Bishop of the Episcopal Diocese of Northern California

Clarence Rupert Haden Jr. (May 30, 1910 – March 11, 2000) was fourth bishop of the Episcopal Diocese of Northern California, serving from 1958 to 1978.

==Biography==
Haden was born in Fort Worth, Texas, on May 30, 1910, to Clarence Rupert Haden Sr. and Margaret Collins. He was educated at the public schools in Fort Worth, and then attended Baylor University from where he earned a Bachelor of Arts in 1931. He also studied at the Union Theological Seminary between 1932 and 1934, and then at the Seabury-Western Theological Seminary, graduating with a Bachelor of Sacred Theology in 1936, and awarded a Doctor of Divinity in 1952.

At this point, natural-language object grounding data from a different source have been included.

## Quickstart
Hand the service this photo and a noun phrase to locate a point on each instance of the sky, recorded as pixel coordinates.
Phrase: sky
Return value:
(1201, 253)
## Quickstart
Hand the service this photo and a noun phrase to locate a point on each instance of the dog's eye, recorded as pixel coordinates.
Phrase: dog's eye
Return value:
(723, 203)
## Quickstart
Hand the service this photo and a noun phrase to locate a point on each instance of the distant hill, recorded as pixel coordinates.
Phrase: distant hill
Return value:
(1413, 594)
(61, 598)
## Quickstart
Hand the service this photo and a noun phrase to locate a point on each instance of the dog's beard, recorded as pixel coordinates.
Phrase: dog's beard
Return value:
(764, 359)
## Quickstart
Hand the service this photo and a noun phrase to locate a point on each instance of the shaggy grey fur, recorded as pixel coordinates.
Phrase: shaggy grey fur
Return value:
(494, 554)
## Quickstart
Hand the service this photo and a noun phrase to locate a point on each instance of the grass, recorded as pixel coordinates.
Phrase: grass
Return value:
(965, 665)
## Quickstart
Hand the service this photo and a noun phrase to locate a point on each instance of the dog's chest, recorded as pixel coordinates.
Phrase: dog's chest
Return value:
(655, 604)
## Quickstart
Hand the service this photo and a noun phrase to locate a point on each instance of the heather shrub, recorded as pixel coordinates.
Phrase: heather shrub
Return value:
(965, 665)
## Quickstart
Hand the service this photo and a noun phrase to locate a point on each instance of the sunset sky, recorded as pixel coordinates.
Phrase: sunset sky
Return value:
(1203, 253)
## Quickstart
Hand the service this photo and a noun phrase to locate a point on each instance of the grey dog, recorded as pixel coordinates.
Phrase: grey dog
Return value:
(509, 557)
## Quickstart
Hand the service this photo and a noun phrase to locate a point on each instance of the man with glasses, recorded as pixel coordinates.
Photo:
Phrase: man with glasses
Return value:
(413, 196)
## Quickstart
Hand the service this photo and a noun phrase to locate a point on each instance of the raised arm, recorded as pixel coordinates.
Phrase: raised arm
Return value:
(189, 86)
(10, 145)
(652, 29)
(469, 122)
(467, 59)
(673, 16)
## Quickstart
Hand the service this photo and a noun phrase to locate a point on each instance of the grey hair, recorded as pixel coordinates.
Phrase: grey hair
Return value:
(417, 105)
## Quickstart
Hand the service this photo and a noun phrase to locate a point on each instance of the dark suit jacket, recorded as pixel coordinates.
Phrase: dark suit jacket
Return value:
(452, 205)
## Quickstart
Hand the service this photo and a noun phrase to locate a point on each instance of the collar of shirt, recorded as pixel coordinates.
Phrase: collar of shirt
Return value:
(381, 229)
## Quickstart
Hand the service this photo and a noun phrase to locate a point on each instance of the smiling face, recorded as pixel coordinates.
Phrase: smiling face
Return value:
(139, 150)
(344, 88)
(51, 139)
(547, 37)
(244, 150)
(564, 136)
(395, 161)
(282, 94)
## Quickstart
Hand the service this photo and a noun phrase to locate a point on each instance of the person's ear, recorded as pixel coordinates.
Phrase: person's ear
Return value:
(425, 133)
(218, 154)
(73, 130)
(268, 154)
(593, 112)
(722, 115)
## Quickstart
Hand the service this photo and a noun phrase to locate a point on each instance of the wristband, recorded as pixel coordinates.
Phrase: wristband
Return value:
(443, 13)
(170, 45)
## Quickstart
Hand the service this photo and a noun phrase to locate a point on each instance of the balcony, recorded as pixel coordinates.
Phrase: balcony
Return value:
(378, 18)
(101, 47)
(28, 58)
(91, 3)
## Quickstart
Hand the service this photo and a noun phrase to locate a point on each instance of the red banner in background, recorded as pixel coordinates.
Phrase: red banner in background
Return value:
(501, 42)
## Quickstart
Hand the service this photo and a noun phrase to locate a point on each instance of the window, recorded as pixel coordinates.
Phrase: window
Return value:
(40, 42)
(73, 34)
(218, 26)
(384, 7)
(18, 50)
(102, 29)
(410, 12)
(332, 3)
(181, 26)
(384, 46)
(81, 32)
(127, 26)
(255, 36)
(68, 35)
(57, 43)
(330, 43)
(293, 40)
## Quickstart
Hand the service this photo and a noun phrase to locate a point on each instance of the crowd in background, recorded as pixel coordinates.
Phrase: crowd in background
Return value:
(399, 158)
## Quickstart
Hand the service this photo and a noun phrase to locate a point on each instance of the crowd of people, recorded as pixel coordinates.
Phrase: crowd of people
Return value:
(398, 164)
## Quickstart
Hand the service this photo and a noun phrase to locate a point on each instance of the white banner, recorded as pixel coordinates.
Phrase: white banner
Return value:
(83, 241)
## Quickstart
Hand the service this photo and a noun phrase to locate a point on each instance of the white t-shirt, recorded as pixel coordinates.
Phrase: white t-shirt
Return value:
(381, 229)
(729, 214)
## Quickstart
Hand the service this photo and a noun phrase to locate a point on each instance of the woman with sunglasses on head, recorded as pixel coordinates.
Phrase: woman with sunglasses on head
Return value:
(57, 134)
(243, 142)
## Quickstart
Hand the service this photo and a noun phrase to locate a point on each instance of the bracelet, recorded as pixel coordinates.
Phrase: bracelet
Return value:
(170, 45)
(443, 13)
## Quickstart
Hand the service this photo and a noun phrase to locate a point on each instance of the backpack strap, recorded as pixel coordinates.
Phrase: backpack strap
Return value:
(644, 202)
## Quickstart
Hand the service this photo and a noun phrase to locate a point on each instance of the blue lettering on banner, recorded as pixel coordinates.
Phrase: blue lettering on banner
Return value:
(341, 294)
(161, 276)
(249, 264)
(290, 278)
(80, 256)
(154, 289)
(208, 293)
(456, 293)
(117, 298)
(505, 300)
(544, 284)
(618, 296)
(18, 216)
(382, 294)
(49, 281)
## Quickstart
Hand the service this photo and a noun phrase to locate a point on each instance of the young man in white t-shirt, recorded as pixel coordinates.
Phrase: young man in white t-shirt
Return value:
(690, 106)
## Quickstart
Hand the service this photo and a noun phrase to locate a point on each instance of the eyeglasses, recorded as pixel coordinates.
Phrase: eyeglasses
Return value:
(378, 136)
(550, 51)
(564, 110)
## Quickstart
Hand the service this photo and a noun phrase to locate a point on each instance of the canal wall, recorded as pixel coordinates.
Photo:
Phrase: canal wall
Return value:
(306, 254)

Haden was ordained deacon in April 1936 and priest in November 1936 by Bishop Harry Tunis Moore of Dallas. He married Essie Lucilla Jones on February 1, 1935, and together they had one daughter. He was in charge of St Barnabas' Church in Denton, Texas, and St Paul's Church in Gainesville, Texas, from 1936 until 1937. He then became rector of St John's Church in Corsicana, Texas, while in 1941 he became rector of St Matthew's Church in Houma, Louisiana. In 1943, he accepted the rectorship of St Paul's Church in New Orleans, and in 1945 he became rector of St Philip's Church in Durham, North Carolina. Between 1951 and 1953 he served as executive director of the Presiding Bishop's commission on laymen's work. He then served previously as dean of Grace and Holy Trinity Cathedral (Kansas City, Missouri) between 1953 and 1957.

In 1957 Haden was elected Coadjutor Bishop of Sacramento, and was consecrated on June 14, 1957, with Presiding Bishop Henry Knox Sherrill as chief consecrator in Trinity Cathedral. He succeeded as diocesan bishop on January 1, 1958, and remained in office until his retirement in 1978. On April 22, 1961, the name of the diocese was changed to the Diocese of Northern California.

He died on March 11, 2000, in Charleston, South Carolina.